Artikel 3 van de Kwalificatierichtlijn laat de lidstaten toe om gunstigere normen vast te leggen over wie in aanmerking komt voor IB, maar dit is geen verplichting. De Belgische wetgever heeft geen afgeleid beschermingsstatuut voorzien, maar wel een mogelijkheid tot gezinshereniging met bepaalde gezinsleden.

De RvV vindt tot slot het hoger belang van het kind of de eerbiediging van het privé- en gezinsleven geen voldoende grond om aan een minderjarige die lid is van het gezin van een persoon die IB geniet dezelfde status te geven.

Er is geen enkele juridisch bindende norm die de Belgische staat verplicht om IB te verlenen aan een persoon, enkel omdat deze familie is van een persoon die IB geniet.

De RvV bevestigt de beslissingen van het CGVS dat de verzoekers zelf niet in aanmerking komen voor IB.

Noot van Vluchtelingenwerk Vlaanderen

Met deze rechtspraak bevestigt de RvV de beleidswijziging van het CGVS, aangekondigd in april 2019 over de toekenning van het statuut van erkend vluchteling aan kinderen en ouders die VGV vrezen.

Deze rechtspraak geeft een zeer beperkte invulling aan het principe van eenheid van gezin dat gegarandeerd moet worden voor personen met een beschermingsstatuut. Ze houdt er geen rekening mee dat zowel in onze Verblijfswet, als in de Kwalificatie- en Procedurerichtlijn en de richtlijnen van UNHCR, aanvaard is dat minderjarige kinderen een eigen vrees voor vervolging kunnen hebben, en dus ook zelf afgeleide rechten kunnen doen ontstaan voor hun familieleden. UNHCR heeft in haar richtlijnen omtrent verzoeken om IB op basis van een vrees voor vrouwelijke genitale verminking en omtrent kinderen die een verzoek om IB doen expliciet het principe vooropgesteld dat ook kinderen een afgeleid beschermingsstatuut kunnen doen ontstaan voor hun ouders. Het is opmerkelijk dat kinderen van ouders die een beschermingsstatuut verkrijgen automatisch ook deze status krijgen, maar dat het omgekeerde niet geldt. Een afhankelijkheidsband kan ook bestaan uit een affectieve en emotionele band.

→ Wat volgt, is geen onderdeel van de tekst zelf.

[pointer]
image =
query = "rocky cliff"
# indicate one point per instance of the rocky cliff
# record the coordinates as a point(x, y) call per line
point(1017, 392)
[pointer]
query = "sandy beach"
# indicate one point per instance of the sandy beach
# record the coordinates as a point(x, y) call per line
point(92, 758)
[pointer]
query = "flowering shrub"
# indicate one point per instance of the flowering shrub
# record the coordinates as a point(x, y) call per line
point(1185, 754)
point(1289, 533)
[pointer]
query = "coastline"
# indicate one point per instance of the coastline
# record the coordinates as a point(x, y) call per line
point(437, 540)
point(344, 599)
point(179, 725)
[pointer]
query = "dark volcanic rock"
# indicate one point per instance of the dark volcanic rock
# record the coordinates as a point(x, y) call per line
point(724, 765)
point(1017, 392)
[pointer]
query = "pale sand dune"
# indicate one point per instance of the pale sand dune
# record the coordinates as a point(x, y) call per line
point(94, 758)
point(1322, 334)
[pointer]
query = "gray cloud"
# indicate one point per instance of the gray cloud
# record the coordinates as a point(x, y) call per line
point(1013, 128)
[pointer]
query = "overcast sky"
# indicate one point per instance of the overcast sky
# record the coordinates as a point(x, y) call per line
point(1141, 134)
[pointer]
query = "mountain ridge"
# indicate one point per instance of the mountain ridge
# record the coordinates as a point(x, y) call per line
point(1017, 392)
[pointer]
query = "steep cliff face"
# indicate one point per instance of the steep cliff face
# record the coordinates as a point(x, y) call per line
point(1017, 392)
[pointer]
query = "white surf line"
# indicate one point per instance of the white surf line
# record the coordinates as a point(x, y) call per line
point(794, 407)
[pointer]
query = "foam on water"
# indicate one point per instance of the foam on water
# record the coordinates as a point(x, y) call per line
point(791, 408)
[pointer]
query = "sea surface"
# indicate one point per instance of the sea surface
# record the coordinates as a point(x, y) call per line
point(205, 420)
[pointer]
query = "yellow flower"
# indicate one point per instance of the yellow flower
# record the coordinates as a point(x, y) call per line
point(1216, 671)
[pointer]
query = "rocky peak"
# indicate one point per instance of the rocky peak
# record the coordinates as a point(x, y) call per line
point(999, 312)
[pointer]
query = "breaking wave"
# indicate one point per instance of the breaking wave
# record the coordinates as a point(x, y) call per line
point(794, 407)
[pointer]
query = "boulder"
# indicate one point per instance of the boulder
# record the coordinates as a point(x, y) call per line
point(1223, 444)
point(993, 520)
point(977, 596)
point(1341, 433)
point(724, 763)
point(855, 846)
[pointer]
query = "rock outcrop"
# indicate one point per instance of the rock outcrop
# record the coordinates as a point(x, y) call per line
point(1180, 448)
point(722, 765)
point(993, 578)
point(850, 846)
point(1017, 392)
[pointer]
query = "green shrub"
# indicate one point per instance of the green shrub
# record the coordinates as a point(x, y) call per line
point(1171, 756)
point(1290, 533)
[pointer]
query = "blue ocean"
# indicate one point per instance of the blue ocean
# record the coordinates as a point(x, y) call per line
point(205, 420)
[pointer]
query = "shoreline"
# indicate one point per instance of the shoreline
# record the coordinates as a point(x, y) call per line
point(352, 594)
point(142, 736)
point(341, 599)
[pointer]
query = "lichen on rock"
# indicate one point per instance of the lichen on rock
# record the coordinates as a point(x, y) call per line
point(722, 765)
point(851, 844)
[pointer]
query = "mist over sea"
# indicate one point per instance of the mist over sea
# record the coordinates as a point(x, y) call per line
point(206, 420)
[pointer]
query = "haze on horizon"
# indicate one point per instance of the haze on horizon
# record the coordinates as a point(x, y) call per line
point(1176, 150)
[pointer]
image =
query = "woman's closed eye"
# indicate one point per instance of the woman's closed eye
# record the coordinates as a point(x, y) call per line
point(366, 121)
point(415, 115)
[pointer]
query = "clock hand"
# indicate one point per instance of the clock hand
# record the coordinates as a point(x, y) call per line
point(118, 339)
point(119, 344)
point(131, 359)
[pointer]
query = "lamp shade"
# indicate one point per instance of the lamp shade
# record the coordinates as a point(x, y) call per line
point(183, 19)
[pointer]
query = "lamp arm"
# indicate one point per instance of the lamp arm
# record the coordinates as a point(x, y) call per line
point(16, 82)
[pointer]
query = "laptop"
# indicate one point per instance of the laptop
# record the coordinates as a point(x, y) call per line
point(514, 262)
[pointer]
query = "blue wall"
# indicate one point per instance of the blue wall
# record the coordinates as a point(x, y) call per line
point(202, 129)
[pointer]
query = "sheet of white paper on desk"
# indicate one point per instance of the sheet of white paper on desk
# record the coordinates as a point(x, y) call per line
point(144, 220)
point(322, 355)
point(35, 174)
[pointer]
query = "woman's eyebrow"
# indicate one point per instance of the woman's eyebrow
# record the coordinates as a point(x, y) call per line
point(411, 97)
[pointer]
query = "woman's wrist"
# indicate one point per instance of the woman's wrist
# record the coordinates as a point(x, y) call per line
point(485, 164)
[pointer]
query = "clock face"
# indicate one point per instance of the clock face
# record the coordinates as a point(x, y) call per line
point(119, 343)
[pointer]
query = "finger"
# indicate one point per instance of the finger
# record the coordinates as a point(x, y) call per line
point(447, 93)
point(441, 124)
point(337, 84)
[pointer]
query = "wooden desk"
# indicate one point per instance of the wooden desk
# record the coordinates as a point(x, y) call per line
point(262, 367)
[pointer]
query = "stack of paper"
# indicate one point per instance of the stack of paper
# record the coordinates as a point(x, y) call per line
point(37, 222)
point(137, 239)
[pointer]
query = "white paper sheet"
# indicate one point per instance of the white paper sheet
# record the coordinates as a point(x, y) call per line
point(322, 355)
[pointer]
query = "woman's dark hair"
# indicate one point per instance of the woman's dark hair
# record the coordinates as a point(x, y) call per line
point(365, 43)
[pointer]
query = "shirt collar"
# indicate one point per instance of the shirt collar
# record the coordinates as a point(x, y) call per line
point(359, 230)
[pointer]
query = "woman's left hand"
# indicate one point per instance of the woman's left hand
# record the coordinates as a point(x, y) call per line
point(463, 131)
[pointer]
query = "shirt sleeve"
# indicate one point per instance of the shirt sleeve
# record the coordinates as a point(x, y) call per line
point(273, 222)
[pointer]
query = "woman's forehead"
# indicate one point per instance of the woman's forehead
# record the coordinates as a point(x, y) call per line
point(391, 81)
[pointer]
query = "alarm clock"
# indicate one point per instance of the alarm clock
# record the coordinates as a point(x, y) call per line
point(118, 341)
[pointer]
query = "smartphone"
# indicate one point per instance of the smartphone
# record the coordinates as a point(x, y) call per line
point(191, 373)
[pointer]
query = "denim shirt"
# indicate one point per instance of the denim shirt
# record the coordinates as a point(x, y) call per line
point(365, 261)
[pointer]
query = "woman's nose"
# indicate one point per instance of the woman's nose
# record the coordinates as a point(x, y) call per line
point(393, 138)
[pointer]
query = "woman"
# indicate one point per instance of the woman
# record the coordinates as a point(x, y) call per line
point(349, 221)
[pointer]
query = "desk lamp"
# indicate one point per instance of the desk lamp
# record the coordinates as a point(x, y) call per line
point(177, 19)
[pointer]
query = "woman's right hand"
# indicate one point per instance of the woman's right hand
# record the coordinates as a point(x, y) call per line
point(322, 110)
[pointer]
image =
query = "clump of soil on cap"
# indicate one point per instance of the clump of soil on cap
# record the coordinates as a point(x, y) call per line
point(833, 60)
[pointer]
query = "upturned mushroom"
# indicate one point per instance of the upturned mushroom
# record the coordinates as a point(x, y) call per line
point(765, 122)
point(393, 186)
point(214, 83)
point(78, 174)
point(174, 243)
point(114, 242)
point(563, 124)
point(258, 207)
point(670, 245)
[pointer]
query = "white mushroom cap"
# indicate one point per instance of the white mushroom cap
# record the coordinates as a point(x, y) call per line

Bovendien is gezinshereniging geen wettelijke mogelijkheid voor een ouder van een begeleide minderjarige vluchteling of subsidiair beschermde, waardoor deze enkel beroep kan doen op een humanitaire regularisatie-aanvraag om ook een wettig verblijf in België te bekomen. Dit is een onzekere procedure en leidt niet tot eenzelfde sterk statuut als dat van een erkend vluchteling of subsidiair beschermde. Het is nochtans een fundamenteel recht van een kind om niet gescheiden te worden van zijn ouders en dat zijn hoger belang steeds het uitgangspunt is in elke beslissing die de overheid neemt (art. 3 en 9 van het Kinderrechtenverdrag).